Ich muss auch Deine ausländischen, vor allem afrikanischen Regisseure erwähnen und darf da vor allem nennen Don Askarian, Moussa Bathily, Férid Boughedir, Souleymane Cissé, Haile Gerima, Gaston Kaboré, Taieb Louhichi, Rashid Masharawi, Pape Badara Seck und Ousmane Sembène.

Für einige dieser Regisseure warst Du über Jahrzehnte einziger Weggefährte, einzige Anlaufstation in Europa, und diese „antikolonialistische“, wenn man so will: „antiimperialistische“  Komponente Deiner Arbeit war Dir höchst wichtig. Es lag Dir ungemein daran, eine originäre Autorenfilmsprache auch in den Ländern der sogenannten Dritten Welt zu fördern.

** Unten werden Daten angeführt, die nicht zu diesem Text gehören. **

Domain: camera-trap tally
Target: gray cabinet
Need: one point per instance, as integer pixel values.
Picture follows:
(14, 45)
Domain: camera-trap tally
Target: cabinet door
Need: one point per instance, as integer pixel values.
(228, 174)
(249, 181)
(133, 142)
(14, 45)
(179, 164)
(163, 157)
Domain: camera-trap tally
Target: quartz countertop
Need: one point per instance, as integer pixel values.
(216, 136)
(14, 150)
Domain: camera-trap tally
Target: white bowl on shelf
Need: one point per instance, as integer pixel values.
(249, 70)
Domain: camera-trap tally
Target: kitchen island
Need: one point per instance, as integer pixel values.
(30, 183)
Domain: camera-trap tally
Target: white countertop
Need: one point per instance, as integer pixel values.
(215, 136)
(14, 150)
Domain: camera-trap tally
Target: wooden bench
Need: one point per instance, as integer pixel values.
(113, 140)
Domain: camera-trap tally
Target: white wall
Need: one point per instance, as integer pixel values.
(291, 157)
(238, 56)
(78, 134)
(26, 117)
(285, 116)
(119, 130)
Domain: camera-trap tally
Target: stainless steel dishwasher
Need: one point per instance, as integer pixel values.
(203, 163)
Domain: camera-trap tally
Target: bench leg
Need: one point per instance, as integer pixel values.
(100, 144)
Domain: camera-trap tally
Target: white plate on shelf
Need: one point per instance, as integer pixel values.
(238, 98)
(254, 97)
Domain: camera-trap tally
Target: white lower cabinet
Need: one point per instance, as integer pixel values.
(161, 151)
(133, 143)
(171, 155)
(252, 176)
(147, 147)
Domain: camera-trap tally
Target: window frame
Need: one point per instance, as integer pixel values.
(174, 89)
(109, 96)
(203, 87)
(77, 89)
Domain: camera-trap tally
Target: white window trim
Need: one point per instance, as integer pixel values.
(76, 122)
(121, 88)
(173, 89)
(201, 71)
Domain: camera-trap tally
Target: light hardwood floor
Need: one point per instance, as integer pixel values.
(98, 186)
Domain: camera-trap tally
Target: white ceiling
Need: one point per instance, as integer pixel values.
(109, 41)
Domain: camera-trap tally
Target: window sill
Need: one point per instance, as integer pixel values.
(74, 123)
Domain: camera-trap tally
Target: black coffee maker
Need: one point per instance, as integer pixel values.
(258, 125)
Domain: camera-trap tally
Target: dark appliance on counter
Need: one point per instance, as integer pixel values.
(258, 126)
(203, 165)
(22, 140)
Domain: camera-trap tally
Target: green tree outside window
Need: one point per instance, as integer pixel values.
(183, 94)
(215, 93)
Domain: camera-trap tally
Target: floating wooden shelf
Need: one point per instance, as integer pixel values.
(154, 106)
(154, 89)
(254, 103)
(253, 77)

Natürlich hat Joachim von Mengershausen auch noch viele andere Filme initiiert, betreut, mitproduziert, mitverantwortet, auch als freier Produzent, nach seiner Zeit beim WDR. Ich muss aber zum Schluss kommen. Für alle diese Verdienste wirst Du heute geehrt, lieber Joachim. Es fällt mir schwer, da überhaupt noch von „Verdienst“ zu reden. Es gibt ja nicht nur Preise, die ihre Preisträger ehren, sondern auch umgekehrt Preisträger, die ihre Preise überhöhen und strahlen lassen.

Ich danke dem Verband der Deutschen Filmkritik für diese Wahl und auch, dass Ihr mich gefragt habt, ihn zu übergeben. Es ist mir eine richtig große Freude, Joachim, in Anwesenheit Deiner lieben Frau Petra, Dir den Ehrenpreis der deutschen Filmkritik zu überreichen.